Hubert Sagnières, Directeur Général d'Essilor, dans la version numérique des Echos fait le point sur le handicap que représente la mauvaise vision dans le monde. Avec des conséquences aussi bien collectives qu'individuelles, il rappelle que « l'impact d'une vue déficiente ne se limite pas au domaine médical mais se traduit aussi par un effroyable gâchis dans le domaine éducatif ». Selon lui,  aux Etats-Unis, « 25 % des enfants ont un problème de vision et 90 % de ceux-ci ne portent pas de lunettes ». Rien d'étonnant à ce « qu'une fois dépisté et soigné, celui qu'on croyait paresseux ou « dans les nuages » se retrouve parmi les premiers de sa classe », souligne Hubert Sagnières.
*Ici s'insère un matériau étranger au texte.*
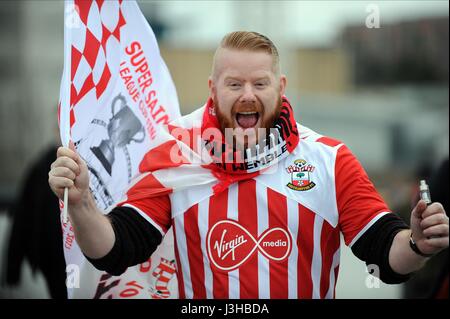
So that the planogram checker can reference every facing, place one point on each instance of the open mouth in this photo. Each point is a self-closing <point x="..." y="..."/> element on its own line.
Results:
<point x="247" y="119"/>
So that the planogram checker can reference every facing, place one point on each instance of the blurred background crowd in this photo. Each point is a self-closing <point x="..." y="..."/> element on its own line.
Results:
<point x="380" y="88"/>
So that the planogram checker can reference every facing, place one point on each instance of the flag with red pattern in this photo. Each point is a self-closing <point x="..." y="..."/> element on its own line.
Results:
<point x="116" y="93"/>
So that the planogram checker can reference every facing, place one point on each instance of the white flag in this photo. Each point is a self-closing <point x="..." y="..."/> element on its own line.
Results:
<point x="116" y="92"/>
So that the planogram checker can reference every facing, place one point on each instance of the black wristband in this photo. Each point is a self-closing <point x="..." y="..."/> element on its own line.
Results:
<point x="416" y="249"/>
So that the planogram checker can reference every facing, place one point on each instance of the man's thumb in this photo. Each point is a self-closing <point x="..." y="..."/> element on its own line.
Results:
<point x="419" y="209"/>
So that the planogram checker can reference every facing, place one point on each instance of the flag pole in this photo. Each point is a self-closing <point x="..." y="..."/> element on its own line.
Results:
<point x="69" y="23"/>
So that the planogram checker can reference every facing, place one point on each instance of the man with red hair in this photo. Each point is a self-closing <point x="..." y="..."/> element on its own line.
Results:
<point x="262" y="216"/>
Et ce qui se passe à l'école préfigure par conséquence ce qui se produit dans le monde du travail. « En somme, une mauvaise vue affectant une population à l'école ou au travail se traduit aussi en termes de perte de points de PIB ».
 
Essilor tente d'apporter une réponse locale
 
« La position de leader mondial de l'optique ophtalmique qu'a acquise Essilor nous permet de constater quotidiennement l'ampleur de la tâche », explique le DG. Selon lui, aujourd'hui 80% des déficiences visuelles pourraient être évitées ou traitées. « Reste que bien des obstacles subsistent, tels l'insuffisance du réseau de professionnels de la vue ou le niveau de vie de la population ».
 
Et pour contribuer à améliorer cette situation face au mal-voir, il souligne qu'Essilor « conduit de nombreuses initiatives telles que les camionnettes qui sillonnent l'Inde pour diagnostiquer et fabriquer des lunettes à moins de 5 dollars ». L'Essilor Vision Foundation dépiste et équipe des enfants de milieux défavorisés aux Etats-Unis. Des partenariats ont été conclus avec des hôpitaux d'Afrique, des kiosques de dépistage dans 24 villes de Chine, etc.
 
Aujourd'hui, Hubert Sagnières souhaite poursuivre et déployer davantage ces efforts, qui nécessitent une meilleure connaissance des situations et qui  demandent la coopération d'une diversité d'acteurs pour la mise en oeuvre de réponses. « C'est pourquoi Essilor en appelle à la mobilisation de partenaires pour accompagner la prise de conscience collective nécessaire pour mieux prévenir les déficiences oculaires et favoriser une universalité de l'accès à une meilleure vision », conclut-il.